Le ministre du Commerce extérieur, Julien Paluku Kahongya, a officiellement saisi le système judiciaire congolais suite à la découverte d’une entrée frauduleuse d’une importante quantité de ciment de la marque Dangote via les ports de Maluku, dans l’ouest de la République démocratique du Congo. Cette affaire met en lumière les défis persistants du gouvernement dans la lutte contre la contrebande et la protection du marché intérieur.
Dans une lettre datée de ce lundi 27 octobre 2025 et adressée au procureur général près le Tribunal de grande instance de Kinkole, le ministre Paluku a formellement demandé l’ouverture d’une enquête judiciaire pour identifier et poursuivre les responsables de cette opération illégale.
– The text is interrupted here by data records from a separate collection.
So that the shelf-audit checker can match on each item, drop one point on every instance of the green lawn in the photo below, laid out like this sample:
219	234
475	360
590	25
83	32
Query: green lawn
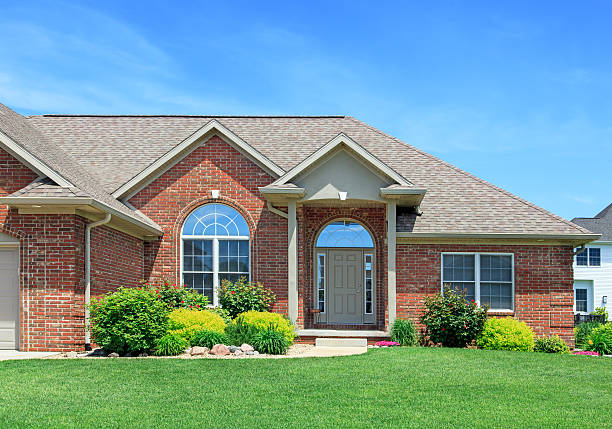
408	387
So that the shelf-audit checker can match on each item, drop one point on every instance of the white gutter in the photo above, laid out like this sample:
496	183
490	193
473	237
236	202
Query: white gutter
88	229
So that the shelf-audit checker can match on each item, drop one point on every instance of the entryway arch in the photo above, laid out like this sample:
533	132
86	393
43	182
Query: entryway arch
344	280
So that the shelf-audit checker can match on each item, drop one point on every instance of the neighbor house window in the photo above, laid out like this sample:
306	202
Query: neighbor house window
590	257
215	247
488	279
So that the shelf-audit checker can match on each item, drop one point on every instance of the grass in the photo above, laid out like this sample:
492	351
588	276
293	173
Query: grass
407	387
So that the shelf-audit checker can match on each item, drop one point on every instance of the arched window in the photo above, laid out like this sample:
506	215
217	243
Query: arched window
215	240
345	233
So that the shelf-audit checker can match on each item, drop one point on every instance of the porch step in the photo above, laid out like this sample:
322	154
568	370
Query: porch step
341	342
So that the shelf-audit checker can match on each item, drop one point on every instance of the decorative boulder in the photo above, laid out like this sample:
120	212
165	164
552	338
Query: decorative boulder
247	348
220	350
199	351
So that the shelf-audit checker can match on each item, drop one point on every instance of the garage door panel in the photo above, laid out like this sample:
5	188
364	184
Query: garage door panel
9	298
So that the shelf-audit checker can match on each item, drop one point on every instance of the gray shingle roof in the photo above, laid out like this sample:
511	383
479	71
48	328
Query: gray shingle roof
29	137
116	148
600	224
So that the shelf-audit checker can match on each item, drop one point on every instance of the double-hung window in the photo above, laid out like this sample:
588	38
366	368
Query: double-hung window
215	247
591	257
488	279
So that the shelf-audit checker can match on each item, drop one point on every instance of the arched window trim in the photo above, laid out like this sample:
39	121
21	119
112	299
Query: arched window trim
353	223
226	260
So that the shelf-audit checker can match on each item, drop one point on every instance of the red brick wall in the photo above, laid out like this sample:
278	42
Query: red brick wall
173	196
310	222
543	283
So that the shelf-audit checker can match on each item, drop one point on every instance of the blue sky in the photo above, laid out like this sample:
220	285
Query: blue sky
519	93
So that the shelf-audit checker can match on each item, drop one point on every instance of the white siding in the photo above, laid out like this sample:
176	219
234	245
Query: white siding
600	276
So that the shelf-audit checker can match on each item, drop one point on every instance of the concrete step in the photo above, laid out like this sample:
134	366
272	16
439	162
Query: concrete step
341	342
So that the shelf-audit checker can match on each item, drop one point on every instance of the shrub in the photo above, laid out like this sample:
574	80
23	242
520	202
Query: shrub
506	334
404	332
170	345
238	333
600	340
451	320
242	296
582	332
178	296
552	344
223	313
262	320
600	311
186	323
128	321
270	341
208	339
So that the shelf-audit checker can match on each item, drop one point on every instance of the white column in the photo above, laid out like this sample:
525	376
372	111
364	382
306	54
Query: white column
391	240
292	261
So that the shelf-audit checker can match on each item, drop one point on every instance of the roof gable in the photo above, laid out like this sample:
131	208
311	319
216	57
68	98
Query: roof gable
187	146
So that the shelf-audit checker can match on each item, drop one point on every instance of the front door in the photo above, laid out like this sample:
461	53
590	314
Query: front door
345	287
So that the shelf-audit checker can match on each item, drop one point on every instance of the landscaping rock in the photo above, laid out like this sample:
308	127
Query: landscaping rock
199	351
220	350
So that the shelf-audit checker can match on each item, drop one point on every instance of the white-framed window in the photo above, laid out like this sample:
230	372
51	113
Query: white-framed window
487	278
591	257
368	270
583	296
321	281
214	247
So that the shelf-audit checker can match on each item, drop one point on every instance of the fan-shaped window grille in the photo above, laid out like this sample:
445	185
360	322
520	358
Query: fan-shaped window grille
216	220
215	247
345	234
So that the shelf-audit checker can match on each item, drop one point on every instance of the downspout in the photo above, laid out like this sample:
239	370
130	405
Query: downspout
277	211
579	251
88	229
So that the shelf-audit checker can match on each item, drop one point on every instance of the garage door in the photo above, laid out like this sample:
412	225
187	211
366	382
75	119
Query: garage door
9	298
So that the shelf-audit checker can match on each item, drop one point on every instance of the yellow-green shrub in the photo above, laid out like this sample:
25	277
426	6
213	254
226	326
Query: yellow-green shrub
506	334
261	320
186	323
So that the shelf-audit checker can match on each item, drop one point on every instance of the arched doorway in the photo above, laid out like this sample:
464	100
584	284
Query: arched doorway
345	286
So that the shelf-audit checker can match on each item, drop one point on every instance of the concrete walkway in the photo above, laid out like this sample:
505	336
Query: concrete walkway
15	354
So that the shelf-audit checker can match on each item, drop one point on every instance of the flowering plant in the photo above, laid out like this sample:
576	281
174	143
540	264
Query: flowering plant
178	296
452	320
586	353
241	296
387	343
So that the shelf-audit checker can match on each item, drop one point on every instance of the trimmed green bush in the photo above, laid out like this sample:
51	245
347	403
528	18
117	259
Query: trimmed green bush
208	339
600	340
552	344
128	321
170	345
451	320
242	296
582	332
506	334
178	296
270	341
404	332
187	322
262	320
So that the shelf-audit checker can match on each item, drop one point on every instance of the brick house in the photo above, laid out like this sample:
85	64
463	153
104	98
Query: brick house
350	227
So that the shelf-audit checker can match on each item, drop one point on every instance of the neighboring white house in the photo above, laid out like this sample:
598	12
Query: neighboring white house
593	267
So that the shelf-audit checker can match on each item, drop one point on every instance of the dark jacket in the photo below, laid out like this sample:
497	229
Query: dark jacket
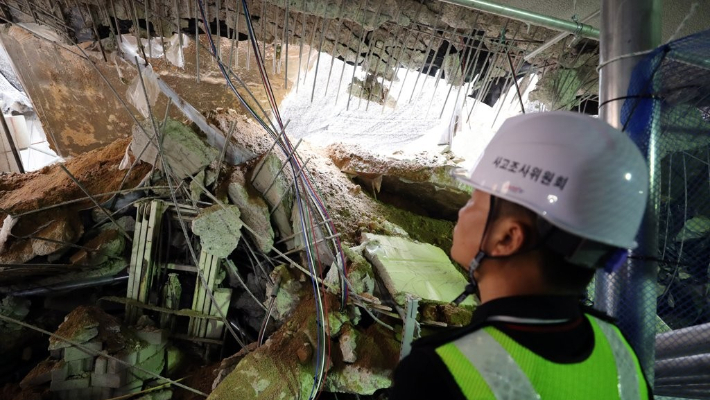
553	327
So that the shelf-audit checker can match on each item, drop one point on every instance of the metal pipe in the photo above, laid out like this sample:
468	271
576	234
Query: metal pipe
630	293
40	291
559	37
683	342
529	17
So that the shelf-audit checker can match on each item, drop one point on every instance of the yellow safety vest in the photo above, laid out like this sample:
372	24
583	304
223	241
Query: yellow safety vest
488	365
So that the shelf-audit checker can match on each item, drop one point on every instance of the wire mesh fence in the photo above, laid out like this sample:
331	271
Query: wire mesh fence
666	113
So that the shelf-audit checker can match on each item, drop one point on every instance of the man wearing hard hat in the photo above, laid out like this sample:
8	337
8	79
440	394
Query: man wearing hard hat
556	196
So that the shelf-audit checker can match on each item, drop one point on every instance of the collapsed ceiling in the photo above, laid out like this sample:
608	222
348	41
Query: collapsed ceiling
226	260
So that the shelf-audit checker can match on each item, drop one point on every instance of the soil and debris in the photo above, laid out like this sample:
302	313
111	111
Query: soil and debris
151	288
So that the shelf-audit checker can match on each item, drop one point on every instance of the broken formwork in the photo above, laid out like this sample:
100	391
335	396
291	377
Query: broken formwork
208	248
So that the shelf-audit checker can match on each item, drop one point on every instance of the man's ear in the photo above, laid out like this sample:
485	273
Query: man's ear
508	237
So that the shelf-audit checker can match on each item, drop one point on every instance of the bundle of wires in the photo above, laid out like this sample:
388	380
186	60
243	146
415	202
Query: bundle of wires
307	199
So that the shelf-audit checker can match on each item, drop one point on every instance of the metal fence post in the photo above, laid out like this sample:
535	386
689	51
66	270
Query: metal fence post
630	294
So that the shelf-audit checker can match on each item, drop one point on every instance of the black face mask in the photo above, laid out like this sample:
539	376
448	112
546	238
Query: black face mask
472	287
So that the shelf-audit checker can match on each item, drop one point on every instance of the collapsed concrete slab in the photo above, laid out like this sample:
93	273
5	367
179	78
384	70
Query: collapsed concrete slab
219	229
254	211
415	268
268	179
282	368
42	210
423	186
79	372
185	152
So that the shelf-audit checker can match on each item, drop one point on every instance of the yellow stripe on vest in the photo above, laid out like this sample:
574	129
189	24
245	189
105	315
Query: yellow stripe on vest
489	365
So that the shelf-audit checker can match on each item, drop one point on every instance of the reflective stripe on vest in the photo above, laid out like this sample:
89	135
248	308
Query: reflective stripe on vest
487	364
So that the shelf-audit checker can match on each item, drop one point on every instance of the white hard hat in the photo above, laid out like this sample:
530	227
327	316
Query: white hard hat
575	171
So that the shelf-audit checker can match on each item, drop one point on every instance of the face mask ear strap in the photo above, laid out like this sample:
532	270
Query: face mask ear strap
472	287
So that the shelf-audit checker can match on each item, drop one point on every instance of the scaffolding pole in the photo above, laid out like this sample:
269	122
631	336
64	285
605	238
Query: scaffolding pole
628	27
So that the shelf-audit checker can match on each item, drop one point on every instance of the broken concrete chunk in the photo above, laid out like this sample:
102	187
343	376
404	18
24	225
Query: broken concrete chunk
377	355
106	245
276	189
56	235
416	268
287	297
255	212
360	275
40	374
423	186
219	229
336	321
196	185
348	345
447	313
16	308
65	229
185	152
322	245
82	325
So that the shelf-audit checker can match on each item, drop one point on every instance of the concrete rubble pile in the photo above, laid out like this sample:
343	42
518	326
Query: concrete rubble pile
137	295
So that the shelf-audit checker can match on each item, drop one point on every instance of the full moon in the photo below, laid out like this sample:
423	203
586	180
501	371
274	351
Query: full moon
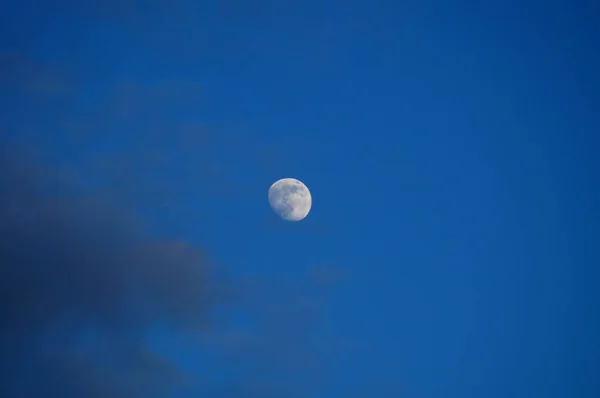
290	199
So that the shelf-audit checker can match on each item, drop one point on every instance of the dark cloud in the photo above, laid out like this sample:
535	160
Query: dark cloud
80	284
83	277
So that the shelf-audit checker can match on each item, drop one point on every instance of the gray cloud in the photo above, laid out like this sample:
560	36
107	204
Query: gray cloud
80	284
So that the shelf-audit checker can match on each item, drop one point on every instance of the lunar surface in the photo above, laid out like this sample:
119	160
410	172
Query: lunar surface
290	199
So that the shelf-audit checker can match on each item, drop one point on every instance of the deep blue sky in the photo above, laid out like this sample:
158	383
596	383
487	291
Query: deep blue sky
450	148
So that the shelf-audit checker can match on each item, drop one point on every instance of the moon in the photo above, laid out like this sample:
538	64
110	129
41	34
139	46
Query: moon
290	199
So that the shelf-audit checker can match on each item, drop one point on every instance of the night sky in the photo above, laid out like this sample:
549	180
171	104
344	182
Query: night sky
451	149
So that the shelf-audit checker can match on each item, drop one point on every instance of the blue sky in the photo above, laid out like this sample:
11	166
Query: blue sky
450	148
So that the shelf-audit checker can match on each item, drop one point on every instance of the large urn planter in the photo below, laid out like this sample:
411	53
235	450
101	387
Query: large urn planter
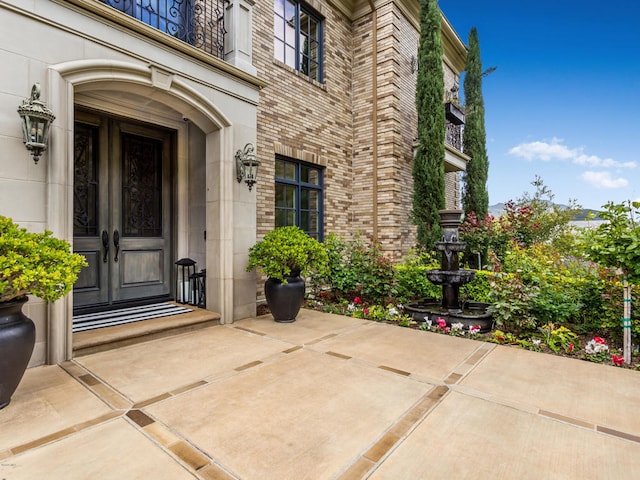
32	264
17	339
283	256
285	299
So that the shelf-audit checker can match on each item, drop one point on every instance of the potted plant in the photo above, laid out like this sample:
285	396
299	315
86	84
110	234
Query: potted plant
284	255
30	263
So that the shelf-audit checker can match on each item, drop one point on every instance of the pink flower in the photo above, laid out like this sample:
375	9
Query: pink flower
617	360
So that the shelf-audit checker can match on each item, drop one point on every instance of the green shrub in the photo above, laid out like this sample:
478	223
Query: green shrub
511	300
411	281
479	289
287	249
35	263
356	268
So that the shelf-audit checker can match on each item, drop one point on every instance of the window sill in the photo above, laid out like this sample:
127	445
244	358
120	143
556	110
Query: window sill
300	75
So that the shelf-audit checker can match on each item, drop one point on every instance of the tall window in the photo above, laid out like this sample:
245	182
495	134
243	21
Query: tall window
299	190
298	37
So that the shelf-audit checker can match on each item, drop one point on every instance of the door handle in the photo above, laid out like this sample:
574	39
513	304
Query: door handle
105	246
116	243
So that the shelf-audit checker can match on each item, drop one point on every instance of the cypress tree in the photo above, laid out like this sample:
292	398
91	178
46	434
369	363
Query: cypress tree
475	197
428	166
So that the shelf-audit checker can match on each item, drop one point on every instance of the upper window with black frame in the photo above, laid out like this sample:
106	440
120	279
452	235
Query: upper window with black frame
298	37
299	191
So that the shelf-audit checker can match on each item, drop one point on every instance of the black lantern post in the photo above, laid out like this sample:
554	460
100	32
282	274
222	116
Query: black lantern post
185	269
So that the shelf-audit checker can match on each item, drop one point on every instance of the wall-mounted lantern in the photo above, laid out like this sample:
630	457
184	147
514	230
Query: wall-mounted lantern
36	121
247	165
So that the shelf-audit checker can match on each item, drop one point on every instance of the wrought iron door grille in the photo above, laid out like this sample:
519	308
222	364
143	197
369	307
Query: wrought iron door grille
197	22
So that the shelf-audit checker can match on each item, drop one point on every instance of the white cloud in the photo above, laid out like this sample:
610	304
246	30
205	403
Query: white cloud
604	180
556	150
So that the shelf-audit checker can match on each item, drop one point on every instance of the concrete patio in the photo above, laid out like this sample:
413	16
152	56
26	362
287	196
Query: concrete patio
327	397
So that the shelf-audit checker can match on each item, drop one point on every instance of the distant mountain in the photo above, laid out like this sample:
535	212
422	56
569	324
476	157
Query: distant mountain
498	209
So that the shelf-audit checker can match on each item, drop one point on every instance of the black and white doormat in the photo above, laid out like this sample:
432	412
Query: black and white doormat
110	318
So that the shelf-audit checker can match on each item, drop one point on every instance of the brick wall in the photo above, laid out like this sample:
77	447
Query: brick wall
365	142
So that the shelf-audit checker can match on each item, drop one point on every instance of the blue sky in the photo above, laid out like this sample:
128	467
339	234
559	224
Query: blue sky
564	102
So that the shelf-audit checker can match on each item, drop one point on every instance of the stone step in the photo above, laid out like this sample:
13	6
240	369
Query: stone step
101	339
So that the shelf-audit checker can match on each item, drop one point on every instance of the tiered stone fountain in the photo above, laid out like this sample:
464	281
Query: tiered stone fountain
451	277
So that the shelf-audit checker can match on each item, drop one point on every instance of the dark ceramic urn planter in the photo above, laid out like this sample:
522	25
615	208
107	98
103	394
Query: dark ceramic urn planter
17	339
285	299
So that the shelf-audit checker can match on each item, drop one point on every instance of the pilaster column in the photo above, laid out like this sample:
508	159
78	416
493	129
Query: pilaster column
238	20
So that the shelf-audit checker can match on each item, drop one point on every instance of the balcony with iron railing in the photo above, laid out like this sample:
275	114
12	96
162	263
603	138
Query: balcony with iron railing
216	32
453	136
200	23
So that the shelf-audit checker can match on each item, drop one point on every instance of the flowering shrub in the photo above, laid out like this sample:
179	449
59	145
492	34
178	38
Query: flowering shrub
559	338
596	350
358	267
617	360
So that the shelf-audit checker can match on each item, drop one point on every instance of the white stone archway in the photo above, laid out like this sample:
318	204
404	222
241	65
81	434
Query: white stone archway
144	87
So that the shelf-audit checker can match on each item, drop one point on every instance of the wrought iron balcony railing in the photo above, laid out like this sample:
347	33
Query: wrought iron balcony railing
197	22
454	135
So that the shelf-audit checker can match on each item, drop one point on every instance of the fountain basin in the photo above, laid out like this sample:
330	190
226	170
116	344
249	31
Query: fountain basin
472	314
450	277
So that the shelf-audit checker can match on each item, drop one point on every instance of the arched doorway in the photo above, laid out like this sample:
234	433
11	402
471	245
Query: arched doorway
146	100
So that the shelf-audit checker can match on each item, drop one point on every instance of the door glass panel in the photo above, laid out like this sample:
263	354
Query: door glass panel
85	181
141	186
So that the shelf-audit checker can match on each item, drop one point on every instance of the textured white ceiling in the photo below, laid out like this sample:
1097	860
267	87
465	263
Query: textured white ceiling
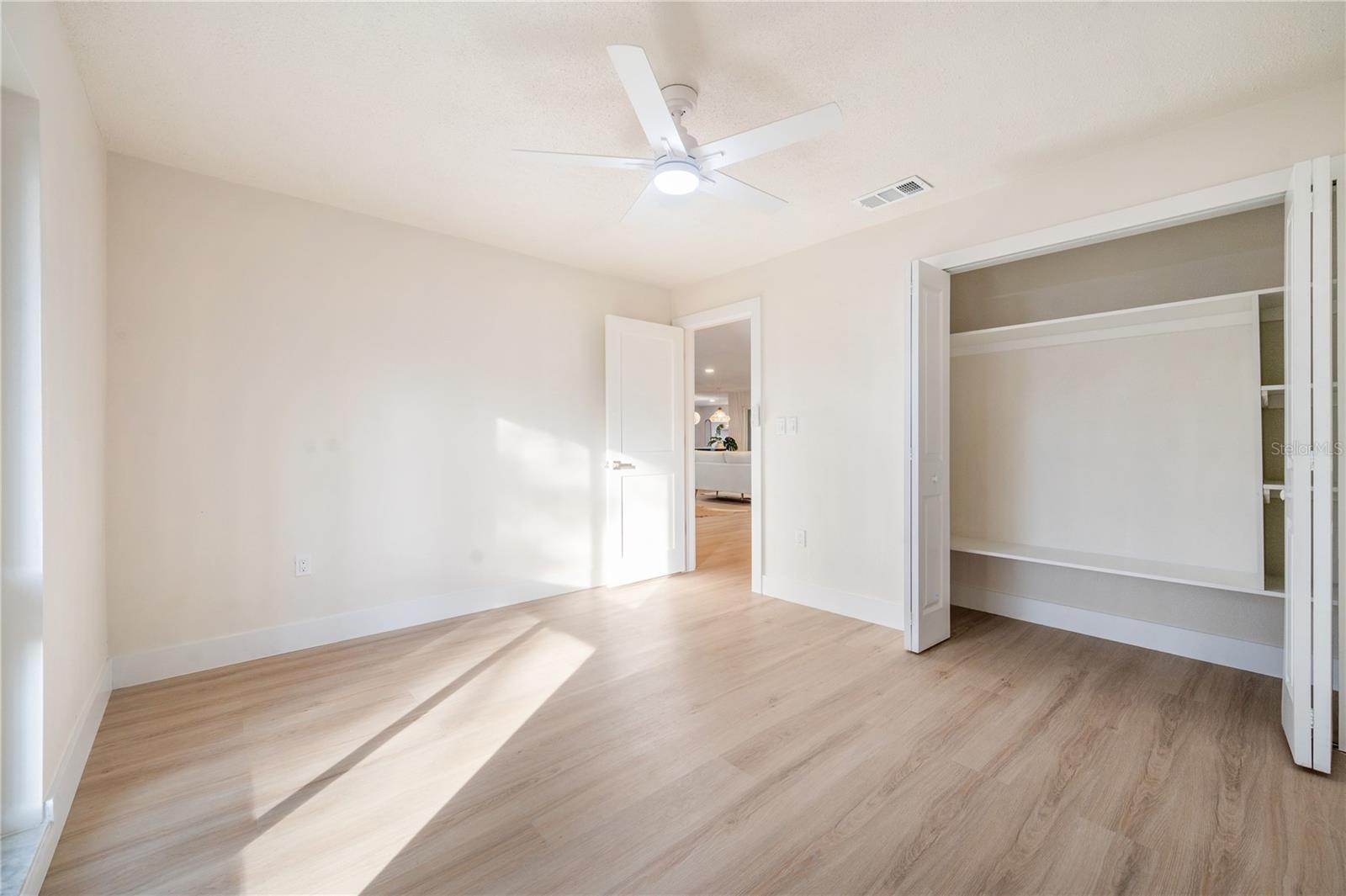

Selon les éléments communiqués par le ministère, l’importation frauduleuse a été effectuée via les ports Linda et par l’intermédiaire du transporteur Bouming, également connu sous le nom de Scibois SPL. Cette manœuvre contourne délibérément une mesure de restriction en vigueur, qui interdit toute importation de ciment dans les zones Ouest et Sud-Est du pays.
Cette politique protectionniste, rappelle le ministère, a été instaurée pour soutenir les producteurs nationaux de ciment et leur offrir un environnement compétitif équitable. Elle vise à lutter contre la concurrence déloyale et à stimuler l’industrialisation locale, un pilier de la stratégie économique du gouvernement.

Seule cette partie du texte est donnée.